As an automotive journalist, I am constantly on the lookout for cool cars to write about. Most of the time I have to work hard to seek them out, but every once in a while the cars seem to find me. This particular car and I keep running into each other, so I knew it was time to write about it.
I first ran into this heavily customized 1951 Kaiser Manhattan at Cars and Coffee in Scottsdale. I saw it again at SEMA 2012 in Las Vegas. Then it popped up on my YouTube subscriptions for Jay Leno’s Garage and the Eastwood YouTube channel. It was just begging to be written about!
The man behind the car is Keith Charvonia, an industrial designer from Phoenix, Arizona. Keith purchased the car from a friend for $150 and has put 8 years of work into this project. What he has created is something truly original.

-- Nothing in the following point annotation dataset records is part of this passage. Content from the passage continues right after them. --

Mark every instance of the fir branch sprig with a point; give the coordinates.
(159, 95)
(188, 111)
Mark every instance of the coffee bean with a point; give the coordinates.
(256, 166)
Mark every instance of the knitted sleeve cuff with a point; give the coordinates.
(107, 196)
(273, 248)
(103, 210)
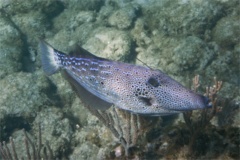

It’s got the look of a lead sled Mercury or Cadillac, but the fact that it’s a Kaiser is pretty unique. Even more unique is the fact that Keith transformed this car from a 4-door into a 2-door! Check out his build thread over at Jalopy Journal for photos of the transformation.
He did all the body work himself with a MIG welder and a grinder in his two-car garage. He smoothed and shaved panels and chopped the roof. There was a ton of custom metal fabrication in converting the 4-door sedan into a coupe while making everything fit right and look stock.
Here’s where things get interesting: the original Kaiser chassis and engine weren’t much good, so Keith swapped them out with the chassis and drivetrain from a 1995 Chevrolet Caprice. It’s a low-cost way to get your classic car to handle like a modern vehicle. He notched the Caprice frame when installing the air ride suspension so that it could be slammed to the ground.
The seats and console came from a Ford Thunderbird, but there are some custom touches too. There’s a Vintage Air system to keep cool (essential in Phoenix!) and an AutoMeter gauge has been worked into the stock housing. In the videos, Keith talks about how he heated a piece of PVC and fitted it around the steering wheel.
This is as pure as hot rodding gets. It wasn’t built by a team of professionals in a fancy shop with all the best tools. It was done by one guy working in his garage with basic tools. It handles like a modern car not because of some high dollar custom chassis, but because he stuck it on a Caprice frame. It’s a brilliant solution that really exemplifies the hot rod spirit: doing what you can with what you have. We salute Keith and his awesome car, and we hope we’ll be seeing more of his wonderful creations in the future!